I recently got diagnosed with moderate hip arthritis, but the Doctor does not recommend a hip replacement yet. Can Physical Therapy help?
Physical therapy is a form of treatment that helps to alleviate pain and improve movement in those who have mild to moderate hip arthritis. It is a non-invasive and drug-free approach that can be very effective in managing the symptoms of this and other arthritic conditions. Physical therapists are trained to work with people who have arthritis and can develop a personalized plan of care to help alleviate your pain and improve your mobility. They may use a combination of techniques, such as exercises, stretches, and hands-on therapy, to help you regain strength and flexibility in your hip joint.

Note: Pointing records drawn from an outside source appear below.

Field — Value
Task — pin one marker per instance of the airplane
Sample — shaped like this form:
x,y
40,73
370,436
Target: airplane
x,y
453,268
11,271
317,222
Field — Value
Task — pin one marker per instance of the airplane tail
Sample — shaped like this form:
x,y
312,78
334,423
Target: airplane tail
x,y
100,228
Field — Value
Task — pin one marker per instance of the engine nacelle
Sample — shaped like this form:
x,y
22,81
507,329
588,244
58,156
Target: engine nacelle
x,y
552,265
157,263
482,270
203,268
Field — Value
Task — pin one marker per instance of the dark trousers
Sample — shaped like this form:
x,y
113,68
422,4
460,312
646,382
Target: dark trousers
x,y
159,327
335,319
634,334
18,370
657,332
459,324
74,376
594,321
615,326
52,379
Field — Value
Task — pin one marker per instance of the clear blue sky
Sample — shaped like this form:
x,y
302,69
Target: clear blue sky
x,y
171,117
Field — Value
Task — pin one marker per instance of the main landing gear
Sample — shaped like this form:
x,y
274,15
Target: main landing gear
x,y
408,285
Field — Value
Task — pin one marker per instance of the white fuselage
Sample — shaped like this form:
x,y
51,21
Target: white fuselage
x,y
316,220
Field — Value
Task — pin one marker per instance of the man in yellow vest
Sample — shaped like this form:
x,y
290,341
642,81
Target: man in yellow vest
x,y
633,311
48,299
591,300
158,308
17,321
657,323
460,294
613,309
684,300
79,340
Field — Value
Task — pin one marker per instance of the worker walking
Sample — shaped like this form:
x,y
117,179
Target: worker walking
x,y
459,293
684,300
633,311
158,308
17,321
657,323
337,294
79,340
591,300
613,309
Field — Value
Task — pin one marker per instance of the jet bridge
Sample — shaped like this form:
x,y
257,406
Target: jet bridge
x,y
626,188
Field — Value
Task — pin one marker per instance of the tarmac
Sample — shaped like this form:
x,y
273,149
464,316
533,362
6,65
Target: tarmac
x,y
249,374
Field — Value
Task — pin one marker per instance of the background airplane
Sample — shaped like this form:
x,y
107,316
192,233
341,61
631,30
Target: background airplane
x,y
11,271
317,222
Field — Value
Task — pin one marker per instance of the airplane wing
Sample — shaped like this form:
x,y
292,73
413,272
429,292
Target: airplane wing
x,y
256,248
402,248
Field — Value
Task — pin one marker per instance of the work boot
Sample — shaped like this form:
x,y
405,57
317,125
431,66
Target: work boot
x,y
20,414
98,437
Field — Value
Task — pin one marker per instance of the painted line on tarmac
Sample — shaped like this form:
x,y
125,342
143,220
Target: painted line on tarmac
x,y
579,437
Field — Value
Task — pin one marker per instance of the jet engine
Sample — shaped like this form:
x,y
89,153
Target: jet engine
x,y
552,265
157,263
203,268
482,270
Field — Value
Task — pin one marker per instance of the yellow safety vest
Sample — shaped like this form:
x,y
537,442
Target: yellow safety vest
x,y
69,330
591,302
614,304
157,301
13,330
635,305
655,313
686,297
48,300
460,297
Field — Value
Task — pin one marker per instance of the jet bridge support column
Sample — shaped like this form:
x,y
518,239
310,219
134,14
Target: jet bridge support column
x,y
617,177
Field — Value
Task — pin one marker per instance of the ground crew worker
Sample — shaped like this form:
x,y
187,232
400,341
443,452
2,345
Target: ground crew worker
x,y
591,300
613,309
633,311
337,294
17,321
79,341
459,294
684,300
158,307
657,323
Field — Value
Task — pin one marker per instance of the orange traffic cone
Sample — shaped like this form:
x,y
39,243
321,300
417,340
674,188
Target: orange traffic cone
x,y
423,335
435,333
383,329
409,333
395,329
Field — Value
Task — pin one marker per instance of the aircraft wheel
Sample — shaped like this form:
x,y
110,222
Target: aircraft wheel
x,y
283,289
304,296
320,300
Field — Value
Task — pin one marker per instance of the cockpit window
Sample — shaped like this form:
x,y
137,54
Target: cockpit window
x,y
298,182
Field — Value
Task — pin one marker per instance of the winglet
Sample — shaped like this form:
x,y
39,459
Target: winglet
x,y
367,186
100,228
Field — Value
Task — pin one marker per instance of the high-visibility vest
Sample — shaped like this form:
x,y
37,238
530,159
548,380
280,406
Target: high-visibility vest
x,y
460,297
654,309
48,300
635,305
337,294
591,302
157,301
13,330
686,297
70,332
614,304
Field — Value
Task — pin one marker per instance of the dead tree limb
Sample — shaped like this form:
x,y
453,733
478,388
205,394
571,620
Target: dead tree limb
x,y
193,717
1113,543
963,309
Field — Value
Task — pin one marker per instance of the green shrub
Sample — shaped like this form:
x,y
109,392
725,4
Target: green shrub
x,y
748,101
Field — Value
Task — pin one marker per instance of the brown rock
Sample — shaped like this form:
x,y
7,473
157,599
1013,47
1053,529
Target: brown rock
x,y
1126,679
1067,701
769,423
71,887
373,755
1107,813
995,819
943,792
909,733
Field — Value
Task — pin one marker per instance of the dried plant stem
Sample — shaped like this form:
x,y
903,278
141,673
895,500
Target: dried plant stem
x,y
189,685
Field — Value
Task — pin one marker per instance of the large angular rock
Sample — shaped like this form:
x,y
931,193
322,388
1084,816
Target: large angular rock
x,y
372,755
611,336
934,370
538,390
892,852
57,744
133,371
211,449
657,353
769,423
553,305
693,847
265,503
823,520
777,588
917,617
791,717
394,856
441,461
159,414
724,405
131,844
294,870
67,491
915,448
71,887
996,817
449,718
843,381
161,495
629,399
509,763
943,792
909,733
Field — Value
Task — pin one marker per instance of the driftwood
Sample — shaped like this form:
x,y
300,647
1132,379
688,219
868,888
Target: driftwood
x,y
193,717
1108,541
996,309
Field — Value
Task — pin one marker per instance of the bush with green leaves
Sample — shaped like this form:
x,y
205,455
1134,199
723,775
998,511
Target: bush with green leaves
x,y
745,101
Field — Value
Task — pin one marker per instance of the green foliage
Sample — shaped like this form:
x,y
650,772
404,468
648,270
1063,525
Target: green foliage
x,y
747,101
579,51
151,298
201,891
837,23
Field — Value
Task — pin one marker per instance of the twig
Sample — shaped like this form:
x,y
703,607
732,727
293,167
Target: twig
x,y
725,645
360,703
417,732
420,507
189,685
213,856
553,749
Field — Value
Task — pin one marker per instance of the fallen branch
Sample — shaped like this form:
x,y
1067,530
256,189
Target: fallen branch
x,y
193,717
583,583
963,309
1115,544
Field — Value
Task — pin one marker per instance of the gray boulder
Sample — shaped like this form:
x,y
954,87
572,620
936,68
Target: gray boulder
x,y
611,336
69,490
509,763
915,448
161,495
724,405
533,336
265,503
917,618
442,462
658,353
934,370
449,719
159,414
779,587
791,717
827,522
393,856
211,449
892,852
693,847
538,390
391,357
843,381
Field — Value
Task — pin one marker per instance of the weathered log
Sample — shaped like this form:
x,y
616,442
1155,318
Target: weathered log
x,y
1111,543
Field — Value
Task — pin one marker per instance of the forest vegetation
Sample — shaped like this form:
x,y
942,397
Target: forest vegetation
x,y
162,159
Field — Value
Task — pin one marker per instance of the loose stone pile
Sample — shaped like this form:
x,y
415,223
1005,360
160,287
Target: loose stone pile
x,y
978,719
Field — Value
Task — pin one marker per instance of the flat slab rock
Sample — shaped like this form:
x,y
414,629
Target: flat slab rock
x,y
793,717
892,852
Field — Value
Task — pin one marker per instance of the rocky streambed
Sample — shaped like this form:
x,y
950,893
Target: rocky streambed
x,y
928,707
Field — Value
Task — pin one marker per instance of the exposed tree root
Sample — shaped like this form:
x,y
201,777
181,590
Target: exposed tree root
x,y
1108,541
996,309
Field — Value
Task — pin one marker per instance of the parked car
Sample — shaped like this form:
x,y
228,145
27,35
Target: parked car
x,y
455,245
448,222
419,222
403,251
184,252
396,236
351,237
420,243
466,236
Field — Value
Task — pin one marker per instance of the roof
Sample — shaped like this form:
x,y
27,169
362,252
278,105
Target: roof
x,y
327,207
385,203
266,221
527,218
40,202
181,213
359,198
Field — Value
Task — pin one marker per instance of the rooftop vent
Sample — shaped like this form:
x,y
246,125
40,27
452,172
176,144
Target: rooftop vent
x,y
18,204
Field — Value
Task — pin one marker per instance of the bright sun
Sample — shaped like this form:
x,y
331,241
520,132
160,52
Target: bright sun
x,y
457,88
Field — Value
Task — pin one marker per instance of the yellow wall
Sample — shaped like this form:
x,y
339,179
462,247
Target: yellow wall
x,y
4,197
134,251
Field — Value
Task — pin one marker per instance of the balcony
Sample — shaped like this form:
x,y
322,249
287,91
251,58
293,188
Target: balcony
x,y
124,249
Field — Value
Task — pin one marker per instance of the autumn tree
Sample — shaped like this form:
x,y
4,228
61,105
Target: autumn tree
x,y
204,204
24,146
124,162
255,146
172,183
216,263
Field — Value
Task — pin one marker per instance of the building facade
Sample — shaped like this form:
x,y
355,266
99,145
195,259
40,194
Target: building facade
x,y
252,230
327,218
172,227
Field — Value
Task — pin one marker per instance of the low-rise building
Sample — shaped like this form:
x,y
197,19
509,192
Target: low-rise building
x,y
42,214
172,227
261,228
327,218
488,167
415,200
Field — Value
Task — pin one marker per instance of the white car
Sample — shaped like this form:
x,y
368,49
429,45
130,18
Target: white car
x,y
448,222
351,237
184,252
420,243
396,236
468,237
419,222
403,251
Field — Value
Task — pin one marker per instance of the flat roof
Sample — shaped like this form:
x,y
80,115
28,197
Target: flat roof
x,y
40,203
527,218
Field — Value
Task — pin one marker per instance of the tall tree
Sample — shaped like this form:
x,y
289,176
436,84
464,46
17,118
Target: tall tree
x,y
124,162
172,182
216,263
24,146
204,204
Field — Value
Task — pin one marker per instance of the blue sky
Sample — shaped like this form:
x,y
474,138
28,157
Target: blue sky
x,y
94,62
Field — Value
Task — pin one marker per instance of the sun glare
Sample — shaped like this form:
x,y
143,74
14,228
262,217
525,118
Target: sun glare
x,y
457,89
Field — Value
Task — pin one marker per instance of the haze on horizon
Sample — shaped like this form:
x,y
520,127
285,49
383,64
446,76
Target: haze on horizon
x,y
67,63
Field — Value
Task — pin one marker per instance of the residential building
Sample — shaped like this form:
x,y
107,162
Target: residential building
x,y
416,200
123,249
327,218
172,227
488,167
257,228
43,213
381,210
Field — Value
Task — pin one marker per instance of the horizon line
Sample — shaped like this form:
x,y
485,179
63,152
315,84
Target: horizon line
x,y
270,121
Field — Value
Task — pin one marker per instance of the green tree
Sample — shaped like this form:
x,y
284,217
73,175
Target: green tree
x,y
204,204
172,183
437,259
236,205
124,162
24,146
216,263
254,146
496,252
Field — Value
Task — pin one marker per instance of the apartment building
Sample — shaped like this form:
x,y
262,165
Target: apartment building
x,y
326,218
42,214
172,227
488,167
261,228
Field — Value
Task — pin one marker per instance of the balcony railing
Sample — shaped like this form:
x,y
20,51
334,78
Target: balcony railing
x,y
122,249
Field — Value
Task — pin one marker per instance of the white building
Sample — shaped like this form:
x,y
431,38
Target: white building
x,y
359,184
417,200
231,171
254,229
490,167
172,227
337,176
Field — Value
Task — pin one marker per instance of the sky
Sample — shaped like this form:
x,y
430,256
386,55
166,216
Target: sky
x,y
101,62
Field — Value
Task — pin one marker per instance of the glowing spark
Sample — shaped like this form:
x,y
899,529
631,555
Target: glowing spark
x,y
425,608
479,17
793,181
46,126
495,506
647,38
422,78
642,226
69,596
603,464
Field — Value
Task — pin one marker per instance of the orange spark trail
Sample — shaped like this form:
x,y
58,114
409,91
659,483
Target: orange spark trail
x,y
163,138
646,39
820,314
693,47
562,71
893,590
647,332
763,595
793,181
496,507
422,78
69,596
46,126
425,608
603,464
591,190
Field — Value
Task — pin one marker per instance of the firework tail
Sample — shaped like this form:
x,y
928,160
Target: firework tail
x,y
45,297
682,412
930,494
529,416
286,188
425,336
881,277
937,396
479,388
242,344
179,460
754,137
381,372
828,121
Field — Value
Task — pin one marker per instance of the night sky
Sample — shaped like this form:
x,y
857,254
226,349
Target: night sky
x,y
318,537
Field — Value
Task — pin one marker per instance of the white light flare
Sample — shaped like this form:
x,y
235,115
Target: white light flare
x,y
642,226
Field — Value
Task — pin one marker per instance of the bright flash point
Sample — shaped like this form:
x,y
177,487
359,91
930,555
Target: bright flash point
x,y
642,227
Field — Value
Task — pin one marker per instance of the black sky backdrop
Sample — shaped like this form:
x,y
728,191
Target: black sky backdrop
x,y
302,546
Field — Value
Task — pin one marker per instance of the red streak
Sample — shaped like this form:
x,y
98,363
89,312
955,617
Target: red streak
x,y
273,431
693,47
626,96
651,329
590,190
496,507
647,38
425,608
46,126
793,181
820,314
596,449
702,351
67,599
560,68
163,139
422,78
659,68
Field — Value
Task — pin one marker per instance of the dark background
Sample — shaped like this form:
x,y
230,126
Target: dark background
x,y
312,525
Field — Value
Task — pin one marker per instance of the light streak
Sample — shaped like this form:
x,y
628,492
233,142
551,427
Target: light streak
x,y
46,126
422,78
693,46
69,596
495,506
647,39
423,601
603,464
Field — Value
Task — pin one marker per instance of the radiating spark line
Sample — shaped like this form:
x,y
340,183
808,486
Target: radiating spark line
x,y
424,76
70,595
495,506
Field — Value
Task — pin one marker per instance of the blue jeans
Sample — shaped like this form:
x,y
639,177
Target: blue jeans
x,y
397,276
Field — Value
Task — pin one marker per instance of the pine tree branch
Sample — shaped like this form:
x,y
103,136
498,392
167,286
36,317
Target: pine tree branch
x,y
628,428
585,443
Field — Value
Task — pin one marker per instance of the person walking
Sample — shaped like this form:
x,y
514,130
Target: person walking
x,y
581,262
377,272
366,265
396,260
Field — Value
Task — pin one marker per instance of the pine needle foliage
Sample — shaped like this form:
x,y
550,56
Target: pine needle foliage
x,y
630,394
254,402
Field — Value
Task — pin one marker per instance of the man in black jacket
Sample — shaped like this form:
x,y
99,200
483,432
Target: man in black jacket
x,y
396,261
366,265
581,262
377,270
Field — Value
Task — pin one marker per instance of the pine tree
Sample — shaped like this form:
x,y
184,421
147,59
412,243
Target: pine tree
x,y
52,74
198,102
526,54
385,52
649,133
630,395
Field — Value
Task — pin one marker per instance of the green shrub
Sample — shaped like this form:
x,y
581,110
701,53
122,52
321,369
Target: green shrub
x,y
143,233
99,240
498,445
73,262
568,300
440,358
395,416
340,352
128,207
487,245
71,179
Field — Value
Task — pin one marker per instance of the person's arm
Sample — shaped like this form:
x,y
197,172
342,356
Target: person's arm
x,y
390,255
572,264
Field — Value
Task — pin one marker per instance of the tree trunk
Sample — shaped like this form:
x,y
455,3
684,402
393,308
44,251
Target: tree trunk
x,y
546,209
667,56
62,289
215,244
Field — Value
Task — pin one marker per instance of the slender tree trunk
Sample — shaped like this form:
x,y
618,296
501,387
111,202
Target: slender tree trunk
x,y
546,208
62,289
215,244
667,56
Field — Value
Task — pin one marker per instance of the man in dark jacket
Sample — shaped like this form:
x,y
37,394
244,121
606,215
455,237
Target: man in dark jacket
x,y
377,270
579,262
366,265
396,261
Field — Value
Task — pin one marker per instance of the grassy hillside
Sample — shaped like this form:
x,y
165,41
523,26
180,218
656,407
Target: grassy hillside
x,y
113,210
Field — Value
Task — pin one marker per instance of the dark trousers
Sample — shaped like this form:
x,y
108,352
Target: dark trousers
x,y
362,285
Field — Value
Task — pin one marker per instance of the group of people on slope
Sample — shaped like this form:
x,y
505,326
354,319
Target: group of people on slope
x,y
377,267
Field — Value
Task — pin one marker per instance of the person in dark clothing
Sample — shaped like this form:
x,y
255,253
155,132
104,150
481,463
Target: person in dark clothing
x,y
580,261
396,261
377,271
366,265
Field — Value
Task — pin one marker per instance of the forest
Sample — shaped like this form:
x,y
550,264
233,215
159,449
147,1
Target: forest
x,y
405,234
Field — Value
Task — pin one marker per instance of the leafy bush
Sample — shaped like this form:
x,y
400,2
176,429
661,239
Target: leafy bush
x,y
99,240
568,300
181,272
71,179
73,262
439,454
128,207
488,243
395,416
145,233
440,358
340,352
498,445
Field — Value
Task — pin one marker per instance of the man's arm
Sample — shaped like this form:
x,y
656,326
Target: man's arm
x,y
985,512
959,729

Exercises are an important part of physical therapy for hip arthritis. Your therapist may prescribe exercises that are specifically designed to help improve the strength and flexibility of the muscles around your hip joint. These exercises may include range of motion exercises, leg strengthening exercises and balance exercises. Stretching is also an important component of physical therapy for hip arthritis. Stretching can help to increase the flexibility and range of motion in the hip joint, which can help to reduce pain and improve your ability to move around. Hands-on therapy, such as massage and manual therapy, can also be used to help alleviate pain and improve mobility in people with hip arthritis.
Physical therapy can also help you learn how to move and do everyday activities in a way that puts less stress on your hip joint. This can help you to reduce your risk of injury and further damage to your hip joint. It is important to note that physical therapy can be an effective treatment option for hip arthritis, but it is not a cure. However, it can help to alleviate symptoms, improve mobility, and reduce the risk of further injury. It is always best to consult with a physical therapist to discuss if physical therapy is right for you.